ASIDE: You may notice that my feature flag names all contains RAIN-XXXX. I am on "Team Rainbow" and that number represents the JIRA Ticket associated with the work. We use this pattern or naming so that every feature flag can easily be tracked back to the documented business case that necessitated it.

This ColdFusion component is only a couple-of-hundred lines of code; but, I feel like it's packed with a multitude of interesting tidbits: closures, threading, distributed locks, feature flags, StatsD metrics, and Redis operations. It was quite thrilling to write!

Once you get down to the meat of the algorithm, the approach is an uncomplicated brute-force traversal:

  • Get N number of keys using the SCAN operation.
  • Check the TTL for those keys.
  • Apply the EXPIRE operation to each persistent key.
  • Save cursor offset for next SCAN operation.

At the end of each execution, I am logging a set of StatsD metrics so that I could watch the progression of the TTL backfill across all of the production applications. I then created a DataDog dashboard for our multi-tenant environment:

As you can see from the graphs, in just under 2-hours, this Redis TTL backfill service scanned-over 9.3M keys and applied a TTL to 6.25M keys.

ASIDE: You may notice that the number of keys in this Redis database is reported as 14M, but that I only iterated over 9M. I suspect that the 5M missing keys represent very short-lived keys. The SCAN operation only guarantees a traversal of keys that are present at the time the SCAN cursor is created. As such, transient keys may not show-up during traversal.

That said, if I run info keyspace on this instance, we can see that just about every single key has a TTL:

> info keyspace
# Keyspace
db0:keys=14763116,expires=14763090,avg_ttl=0

So, even though I only examined 9M keys, almost the entire set of keys in this Redis instance is now set to expire at some point.

You can also see from the graphs that the number of Redis operations slowly ramps-up. That's me using the multi-variate LaunchDarkly feature flag to gradually increase the run-rate of the algorithm:

Multi-variate LaunchDarkly feature flag used to gradually increase the aggressiveness of the backfill algorithm.

As the number of keys in each SCAN operation increased, I monitored the application performance using various New Relic and DataDog dashboards. Once everything appeared copacetic as one level of aggressiveness, I moved the feature flag up to the next level.

Now, the above graph represents our Multi-Tenant system.
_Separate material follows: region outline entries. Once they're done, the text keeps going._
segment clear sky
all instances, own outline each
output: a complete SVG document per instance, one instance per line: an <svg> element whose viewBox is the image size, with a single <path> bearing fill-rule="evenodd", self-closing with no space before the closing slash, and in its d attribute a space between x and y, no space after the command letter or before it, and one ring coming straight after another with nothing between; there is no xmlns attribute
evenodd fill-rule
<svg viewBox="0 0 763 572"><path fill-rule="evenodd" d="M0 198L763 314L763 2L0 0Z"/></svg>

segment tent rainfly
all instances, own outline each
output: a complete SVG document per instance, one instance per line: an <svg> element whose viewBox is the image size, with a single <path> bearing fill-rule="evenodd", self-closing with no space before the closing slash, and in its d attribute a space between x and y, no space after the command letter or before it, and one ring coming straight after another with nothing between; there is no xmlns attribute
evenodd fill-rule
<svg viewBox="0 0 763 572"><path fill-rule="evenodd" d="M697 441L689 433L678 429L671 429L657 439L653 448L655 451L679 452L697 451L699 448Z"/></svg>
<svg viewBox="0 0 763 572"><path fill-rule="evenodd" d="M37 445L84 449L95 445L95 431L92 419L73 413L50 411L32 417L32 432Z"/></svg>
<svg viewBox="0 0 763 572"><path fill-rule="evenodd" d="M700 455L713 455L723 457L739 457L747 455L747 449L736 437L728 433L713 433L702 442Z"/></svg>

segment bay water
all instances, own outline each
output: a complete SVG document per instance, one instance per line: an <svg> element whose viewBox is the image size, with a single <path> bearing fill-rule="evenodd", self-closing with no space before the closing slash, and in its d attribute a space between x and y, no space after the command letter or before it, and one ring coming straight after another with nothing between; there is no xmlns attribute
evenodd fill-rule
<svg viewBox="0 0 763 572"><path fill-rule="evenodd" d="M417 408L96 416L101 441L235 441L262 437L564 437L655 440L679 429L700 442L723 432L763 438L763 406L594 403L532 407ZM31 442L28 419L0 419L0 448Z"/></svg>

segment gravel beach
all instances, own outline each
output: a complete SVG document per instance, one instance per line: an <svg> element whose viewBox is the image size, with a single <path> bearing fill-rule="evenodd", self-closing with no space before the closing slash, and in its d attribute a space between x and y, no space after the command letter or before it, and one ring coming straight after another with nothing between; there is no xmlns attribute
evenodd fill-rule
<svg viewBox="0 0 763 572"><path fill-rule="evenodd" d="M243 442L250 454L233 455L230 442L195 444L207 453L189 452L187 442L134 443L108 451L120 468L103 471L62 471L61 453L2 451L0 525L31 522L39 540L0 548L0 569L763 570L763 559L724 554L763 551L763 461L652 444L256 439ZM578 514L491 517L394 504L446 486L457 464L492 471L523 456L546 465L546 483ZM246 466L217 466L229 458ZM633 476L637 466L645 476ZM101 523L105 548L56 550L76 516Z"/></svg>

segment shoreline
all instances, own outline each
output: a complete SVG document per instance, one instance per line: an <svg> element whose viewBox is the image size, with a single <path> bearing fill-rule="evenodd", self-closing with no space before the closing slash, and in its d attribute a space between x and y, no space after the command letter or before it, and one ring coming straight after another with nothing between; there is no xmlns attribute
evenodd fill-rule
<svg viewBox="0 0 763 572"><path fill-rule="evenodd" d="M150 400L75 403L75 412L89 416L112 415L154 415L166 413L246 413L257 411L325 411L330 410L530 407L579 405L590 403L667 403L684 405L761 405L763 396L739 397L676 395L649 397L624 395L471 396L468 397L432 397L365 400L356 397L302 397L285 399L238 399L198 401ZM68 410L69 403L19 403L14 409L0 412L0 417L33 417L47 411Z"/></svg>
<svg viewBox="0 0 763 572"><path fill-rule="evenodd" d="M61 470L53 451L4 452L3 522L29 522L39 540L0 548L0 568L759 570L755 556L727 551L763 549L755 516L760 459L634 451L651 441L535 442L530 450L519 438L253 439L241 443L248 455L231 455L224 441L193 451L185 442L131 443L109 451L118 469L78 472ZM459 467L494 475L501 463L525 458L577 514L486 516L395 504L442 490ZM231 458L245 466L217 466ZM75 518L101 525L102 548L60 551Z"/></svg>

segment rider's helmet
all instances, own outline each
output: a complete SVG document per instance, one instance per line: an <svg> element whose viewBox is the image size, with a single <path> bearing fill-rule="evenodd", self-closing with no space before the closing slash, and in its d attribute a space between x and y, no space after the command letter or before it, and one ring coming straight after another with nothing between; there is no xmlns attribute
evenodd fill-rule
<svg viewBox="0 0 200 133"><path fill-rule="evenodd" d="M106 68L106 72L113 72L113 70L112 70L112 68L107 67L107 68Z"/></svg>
But, this algorithm was simultaneously running in hundreds of Single-Tenant instances. Each of which was logging StatsD metrics that I could graph in Grafana:

Each one of those colorful bars represents the StatsD metrics in a different Single-Tenant instance. The magnitude of the Single-Tenant and Multi-Tenant graphs are difference (which make sense given the relative number of users in each system); but, you can see that the ramp-up of the algorithm is the same in all environments.

Once the Redis TTL backfill algorithm completed in all environments, I turned off the LaunchDarkly feature flags and everything returned to normal.

This was a lot of fun to write. Not only because it has some very interesting technical aspects to it; but, because it I believe it showcases the joy of just getting $h!t done without over-thinking it. I am sure there are other ways that I could have gotten this done more elegantly; but, there's no doubt that such approaches would have required cross-team coordination. And, I ain't got time for that. So, I chose the brute-force method that allowed me to bias towards action and take ownership of the problem.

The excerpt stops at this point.